Apesar de as cepas brasileira, britânica e africana serem as que mais causam preocupação neste momento, os cientistas alertam que devemos ficar atentos de uma forma geral, pois mais variantes podem surgir. “O aparecimento de novas características do vírus leva ao aparecimento de novas características da doença. Essas características podem dificultar muito o combate à Covid-19, além de ocasionar esse impacto nas vacinas”, comenta Souza.
Prevenção
Independente da variante, as formas de contê-las ainda são as mesmas, por meio do combate não farmacológico: distanciamento social, uso de máscara, higiene das mãos e ambientes arejados. De acordo com o bioquímico, diversos estudos apontam que a máscara é o principal item de proteção individual e coletiva.
“Isso não quer dizer que vamos ficar em um lockdown eterno”, avalia o professor. Para ele, precisamos aprender a trabalhar e a conviver com menores taxas de contágio, o que não acontece porque sempre que há uma abertura do comércio ou um período de festa, as pessoas esquecem todo e qualquer cuidado.

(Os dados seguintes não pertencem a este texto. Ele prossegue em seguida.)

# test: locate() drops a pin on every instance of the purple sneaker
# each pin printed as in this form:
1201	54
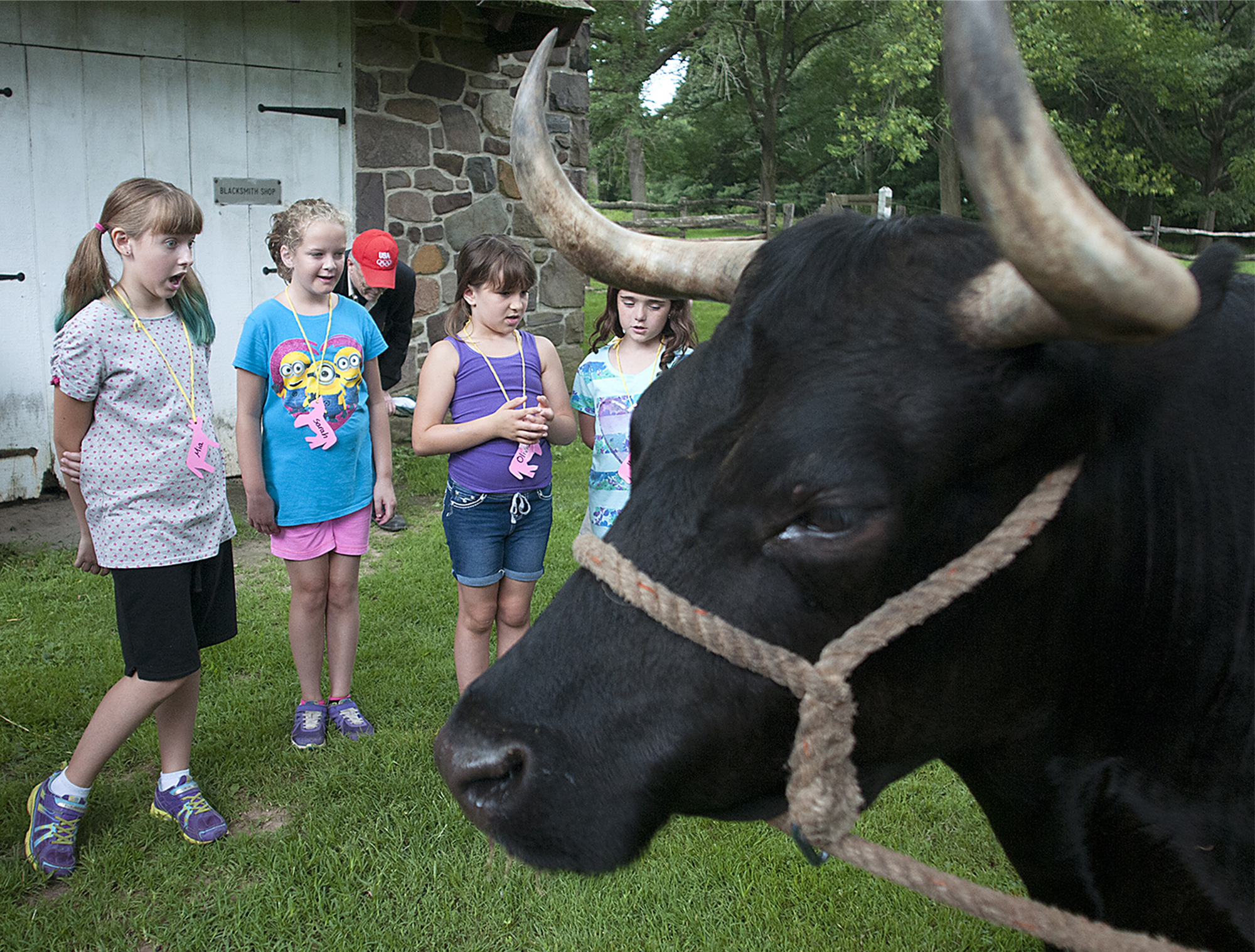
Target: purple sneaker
185	803
347	716
311	726
53	828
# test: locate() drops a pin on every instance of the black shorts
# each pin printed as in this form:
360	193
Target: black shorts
166	614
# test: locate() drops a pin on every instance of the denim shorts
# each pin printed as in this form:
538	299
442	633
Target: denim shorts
495	534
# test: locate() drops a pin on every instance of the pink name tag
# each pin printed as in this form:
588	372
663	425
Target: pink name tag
324	436
198	456
520	468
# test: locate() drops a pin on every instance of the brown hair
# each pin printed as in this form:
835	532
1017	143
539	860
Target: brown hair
139	206
680	332
288	228
493	260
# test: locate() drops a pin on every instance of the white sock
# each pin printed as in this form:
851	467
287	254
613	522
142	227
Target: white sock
62	786
168	780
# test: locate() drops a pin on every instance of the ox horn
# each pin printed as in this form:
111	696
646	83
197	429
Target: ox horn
667	268
1077	272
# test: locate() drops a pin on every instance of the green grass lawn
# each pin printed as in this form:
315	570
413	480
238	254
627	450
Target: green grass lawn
360	845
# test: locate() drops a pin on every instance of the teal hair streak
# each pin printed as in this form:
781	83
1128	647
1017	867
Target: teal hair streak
190	304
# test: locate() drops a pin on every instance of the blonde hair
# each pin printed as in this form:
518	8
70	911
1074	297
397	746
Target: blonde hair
288	228
494	260
139	206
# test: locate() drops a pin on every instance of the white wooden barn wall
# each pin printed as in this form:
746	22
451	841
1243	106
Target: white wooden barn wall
106	92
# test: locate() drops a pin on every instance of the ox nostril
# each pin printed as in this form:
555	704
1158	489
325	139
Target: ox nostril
480	773
488	783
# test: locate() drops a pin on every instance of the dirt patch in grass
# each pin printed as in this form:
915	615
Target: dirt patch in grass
51	893
259	818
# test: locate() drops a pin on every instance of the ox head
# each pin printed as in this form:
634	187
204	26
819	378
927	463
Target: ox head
877	400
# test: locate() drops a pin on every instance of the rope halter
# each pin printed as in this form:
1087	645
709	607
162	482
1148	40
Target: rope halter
823	790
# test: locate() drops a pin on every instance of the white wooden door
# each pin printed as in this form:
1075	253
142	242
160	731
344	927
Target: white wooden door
26	397
107	92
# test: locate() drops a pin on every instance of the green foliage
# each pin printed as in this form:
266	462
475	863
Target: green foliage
1154	101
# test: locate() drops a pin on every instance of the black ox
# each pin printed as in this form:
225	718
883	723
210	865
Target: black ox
878	398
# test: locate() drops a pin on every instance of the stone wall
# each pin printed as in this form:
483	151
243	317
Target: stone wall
432	110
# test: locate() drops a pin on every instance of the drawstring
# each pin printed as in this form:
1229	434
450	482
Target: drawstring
519	508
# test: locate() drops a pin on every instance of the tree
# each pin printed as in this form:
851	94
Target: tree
754	51
631	43
1170	82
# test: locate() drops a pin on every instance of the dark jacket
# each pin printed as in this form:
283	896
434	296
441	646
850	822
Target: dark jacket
395	314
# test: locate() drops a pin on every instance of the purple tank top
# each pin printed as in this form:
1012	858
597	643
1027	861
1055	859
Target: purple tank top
486	468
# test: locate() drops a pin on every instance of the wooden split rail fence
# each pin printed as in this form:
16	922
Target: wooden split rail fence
762	223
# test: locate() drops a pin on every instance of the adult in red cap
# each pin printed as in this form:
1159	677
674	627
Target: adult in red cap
377	279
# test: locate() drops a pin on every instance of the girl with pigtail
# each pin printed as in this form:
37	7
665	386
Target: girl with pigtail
132	424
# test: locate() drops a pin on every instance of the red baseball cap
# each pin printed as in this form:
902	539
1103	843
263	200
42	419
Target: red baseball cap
376	253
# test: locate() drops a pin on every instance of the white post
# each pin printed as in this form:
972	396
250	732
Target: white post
885	203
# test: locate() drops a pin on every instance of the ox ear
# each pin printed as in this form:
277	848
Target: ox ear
1074	269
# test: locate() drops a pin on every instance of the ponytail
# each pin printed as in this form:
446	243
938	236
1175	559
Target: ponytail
86	279
139	206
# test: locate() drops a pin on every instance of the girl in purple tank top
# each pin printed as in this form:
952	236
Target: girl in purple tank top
508	397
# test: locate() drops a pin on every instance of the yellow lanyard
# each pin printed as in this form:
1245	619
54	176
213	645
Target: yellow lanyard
190	401
304	336
658	363
519	337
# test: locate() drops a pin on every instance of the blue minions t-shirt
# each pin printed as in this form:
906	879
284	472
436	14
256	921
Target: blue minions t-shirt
316	447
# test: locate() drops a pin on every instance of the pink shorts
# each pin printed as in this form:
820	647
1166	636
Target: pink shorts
347	535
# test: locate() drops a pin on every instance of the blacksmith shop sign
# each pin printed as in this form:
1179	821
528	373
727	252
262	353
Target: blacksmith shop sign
248	191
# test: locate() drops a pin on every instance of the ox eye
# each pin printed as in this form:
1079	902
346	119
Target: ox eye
825	521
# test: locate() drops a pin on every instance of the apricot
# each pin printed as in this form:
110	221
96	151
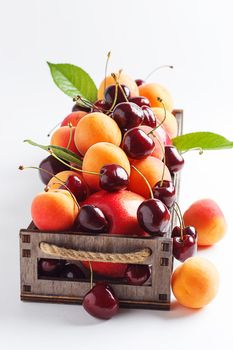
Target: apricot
152	91
152	169
54	182
96	127
73	118
208	219
97	156
195	283
61	137
54	210
122	79
158	151
170	123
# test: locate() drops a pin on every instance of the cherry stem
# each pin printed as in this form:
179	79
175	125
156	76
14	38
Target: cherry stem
164	118
158	68
145	179
71	166
106	68
180	221
91	270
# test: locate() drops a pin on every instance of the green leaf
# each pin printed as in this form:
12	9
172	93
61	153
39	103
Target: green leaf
73	81
203	140
60	152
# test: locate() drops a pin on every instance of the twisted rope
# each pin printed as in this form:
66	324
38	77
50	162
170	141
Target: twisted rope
71	254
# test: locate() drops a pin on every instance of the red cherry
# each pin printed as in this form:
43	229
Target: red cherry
137	144
101	302
153	216
165	191
184	248
137	274
113	178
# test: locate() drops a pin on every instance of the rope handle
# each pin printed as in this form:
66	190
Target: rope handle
71	254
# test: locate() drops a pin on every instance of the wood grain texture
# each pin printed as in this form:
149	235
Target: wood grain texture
153	295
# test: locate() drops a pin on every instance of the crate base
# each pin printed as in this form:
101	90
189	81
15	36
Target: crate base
128	304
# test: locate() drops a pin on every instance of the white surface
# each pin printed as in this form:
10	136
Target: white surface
196	37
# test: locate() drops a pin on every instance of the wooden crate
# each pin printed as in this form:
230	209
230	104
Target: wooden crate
155	294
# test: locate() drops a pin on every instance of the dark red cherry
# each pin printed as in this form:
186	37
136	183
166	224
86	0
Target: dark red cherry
184	248
53	166
187	230
137	274
76	108
140	101
113	178
100	106
127	115
165	191
137	144
110	91
149	117
50	267
91	219
101	301
174	160
71	272
77	187
153	216
139	82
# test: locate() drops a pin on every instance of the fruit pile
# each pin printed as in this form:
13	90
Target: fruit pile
111	169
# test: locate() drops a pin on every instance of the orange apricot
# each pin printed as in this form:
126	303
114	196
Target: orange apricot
195	283
54	182
96	127
54	210
208	219
97	156
170	123
158	151
152	91
64	137
122	79
73	118
152	169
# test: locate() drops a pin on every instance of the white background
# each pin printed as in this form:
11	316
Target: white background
194	36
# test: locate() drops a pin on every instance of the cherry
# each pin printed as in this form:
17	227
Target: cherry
149	117
127	115
100	106
110	91
113	178
77	107
137	274
101	301
139	82
140	101
184	248
137	144
165	191
77	187
174	160
52	166
91	219
153	216
187	230
50	267
72	271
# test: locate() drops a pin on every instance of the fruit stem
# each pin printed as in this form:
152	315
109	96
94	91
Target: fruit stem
181	225
157	68
106	68
71	166
91	274
145	179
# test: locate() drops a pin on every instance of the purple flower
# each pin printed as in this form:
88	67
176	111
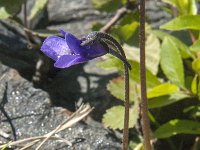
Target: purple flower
67	51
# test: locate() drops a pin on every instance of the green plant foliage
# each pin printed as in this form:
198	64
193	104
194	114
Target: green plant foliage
174	127
182	23
106	5
162	101
9	8
185	7
116	87
114	117
162	89
171	62
194	87
196	65
37	8
195	47
152	53
182	47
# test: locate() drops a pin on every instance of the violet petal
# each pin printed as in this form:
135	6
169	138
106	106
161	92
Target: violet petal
74	44
69	60
55	47
95	50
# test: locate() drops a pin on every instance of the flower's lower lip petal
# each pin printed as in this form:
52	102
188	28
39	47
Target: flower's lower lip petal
69	60
74	43
55	47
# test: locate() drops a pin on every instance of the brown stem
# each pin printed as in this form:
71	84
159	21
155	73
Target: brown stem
144	105
120	13
192	36
113	42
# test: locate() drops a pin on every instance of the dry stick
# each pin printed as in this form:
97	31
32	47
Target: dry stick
144	105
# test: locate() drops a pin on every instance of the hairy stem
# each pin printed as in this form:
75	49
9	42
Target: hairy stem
144	105
113	42
105	39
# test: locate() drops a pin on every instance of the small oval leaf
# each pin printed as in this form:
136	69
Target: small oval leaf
183	22
176	126
162	89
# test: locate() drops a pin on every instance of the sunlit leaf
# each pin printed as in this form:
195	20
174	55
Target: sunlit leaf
152	53
176	126
171	62
182	47
194	85
162	101
185	7
182	23
196	46
162	89
106	5
114	117
9	8
37	8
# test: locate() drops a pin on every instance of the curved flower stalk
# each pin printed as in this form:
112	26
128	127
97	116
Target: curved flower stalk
70	50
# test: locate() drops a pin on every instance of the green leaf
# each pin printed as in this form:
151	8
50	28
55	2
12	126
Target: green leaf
196	65
185	7
162	89
196	46
174	127
152	53
37	8
171	62
162	101
152	80
116	88
182	23
9	8
106	5
182	47
114	117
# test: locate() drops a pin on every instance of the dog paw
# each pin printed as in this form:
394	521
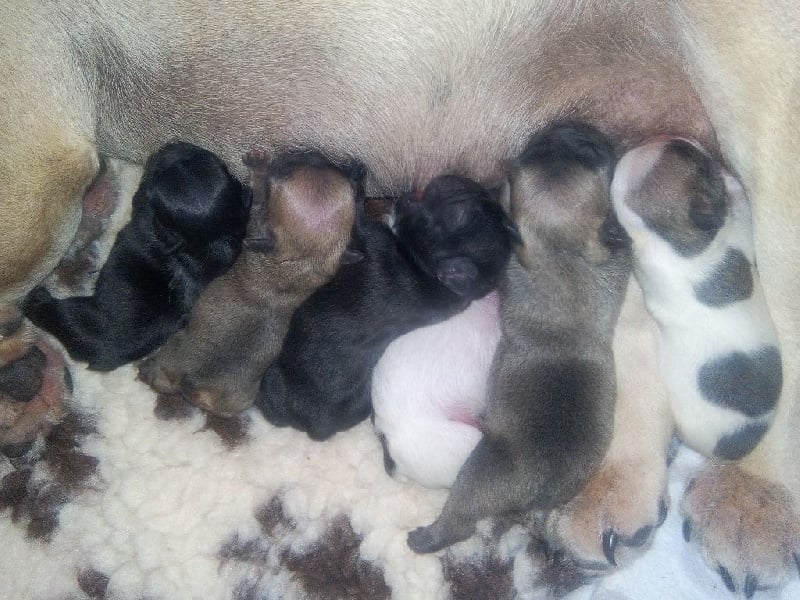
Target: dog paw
747	528
612	520
151	373
34	381
422	541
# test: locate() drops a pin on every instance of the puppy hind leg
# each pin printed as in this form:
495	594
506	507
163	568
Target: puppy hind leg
480	491
611	521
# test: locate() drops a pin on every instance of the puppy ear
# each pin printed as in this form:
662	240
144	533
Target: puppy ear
170	241
261	245
613	234
512	230
351	256
459	275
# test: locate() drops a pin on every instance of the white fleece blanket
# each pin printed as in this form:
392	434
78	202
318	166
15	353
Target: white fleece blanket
128	499
176	510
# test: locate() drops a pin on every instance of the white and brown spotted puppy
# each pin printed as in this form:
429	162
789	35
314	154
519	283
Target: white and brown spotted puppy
692	234
429	391
552	389
301	217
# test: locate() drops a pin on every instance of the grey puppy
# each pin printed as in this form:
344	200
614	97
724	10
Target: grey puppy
301	218
549	417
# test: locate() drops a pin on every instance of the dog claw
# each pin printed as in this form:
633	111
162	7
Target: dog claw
16	450
687	529
421	541
639	538
610	546
662	513
750	585
726	579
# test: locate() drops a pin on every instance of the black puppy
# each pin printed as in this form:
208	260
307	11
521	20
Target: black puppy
449	249
187	225
552	387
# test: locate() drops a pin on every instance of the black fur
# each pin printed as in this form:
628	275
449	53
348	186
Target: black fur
449	249
187	224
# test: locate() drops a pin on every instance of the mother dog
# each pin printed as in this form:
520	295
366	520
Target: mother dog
414	90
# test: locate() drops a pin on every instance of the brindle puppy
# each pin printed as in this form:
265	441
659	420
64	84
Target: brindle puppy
550	410
450	248
187	224
301	217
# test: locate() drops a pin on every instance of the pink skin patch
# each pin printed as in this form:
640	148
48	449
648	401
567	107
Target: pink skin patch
462	416
22	421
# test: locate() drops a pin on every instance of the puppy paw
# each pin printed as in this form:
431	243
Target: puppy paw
151	373
747	528
34	382
256	160
613	519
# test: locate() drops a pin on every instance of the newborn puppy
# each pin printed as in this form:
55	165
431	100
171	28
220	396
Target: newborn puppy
187	223
449	248
429	391
692	237
302	214
549	414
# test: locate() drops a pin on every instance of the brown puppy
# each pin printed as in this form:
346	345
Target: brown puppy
550	409
301	216
375	83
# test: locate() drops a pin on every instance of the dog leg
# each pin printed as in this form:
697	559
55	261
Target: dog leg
46	164
745	516
611	521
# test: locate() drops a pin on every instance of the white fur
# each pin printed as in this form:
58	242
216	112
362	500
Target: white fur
427	384
693	333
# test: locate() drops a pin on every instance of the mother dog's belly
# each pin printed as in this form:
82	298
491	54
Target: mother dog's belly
443	87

Uma alternativa viável para a prevenção é o controle de mobilidade via aplicativos ou redes de celular. Os programas saberiam perto de quem seu celular está e, ao identificar uma pessoa com Covid-19, aqueles que estiveram próximos a ela seriam avisados e orientados a realizar o teste. Entretanto, essa é uma forma de cercar a doença que esbarra em direitos de liberdade questionados pela população.
“Em março do ano passado a China já fazia isso, mas também países com regimes democráticos como Taiwan, Coreia do Sul, Singapura e Reino Unido. Não à toa esses lugares estão com a pandemia sob controle. Controlar com que você esteve é uma forma bastante eficiente de controlar o espalhamento da doença”, destaca o bioquímico.
Pesquisadores do Reino Unido divulgaram uma avaliação do aplicativo do National Health Service (Serviço Nacional de Saúde), lançado na Inglaterra e no País de Gales no final de setembro de 2020. Segundo as análises, a equipe estima que a cada 1% de aumento nos usuários do aplicativo, há uma redução de 0,8% a 2,3% no número de infecções.
Vacina ainda é “nossa melhor chance”
Outro caminho para combater as variantes é o da vacinação rápida, pois quanto mais pessoas forem vacinadas, maior é a chance de impedir a circulação do vírus e, consequentemente, a criação de novas cepas que, no futuro, poderiam não ser contempladas pela vacina: “corta-se o mal pela raiz”.
Souza também acredita que vacinar a população de forma ágil é o modo mais viável economicamente. “Se conseguíssemos vacinar todas as pessoas em um período de três a quatro meses, estaríamos poupando bilhões de dólares e muitas vidas. Há a possibilidade de que a vacina não funcione como achamos que ela deveria funcionar, sendo bastante eficaz na imunização? Sim, porque precisamos ainda avançar em outras fases de testes. Porém, sem dúvida, é a nossa melhor chance”, finaliza.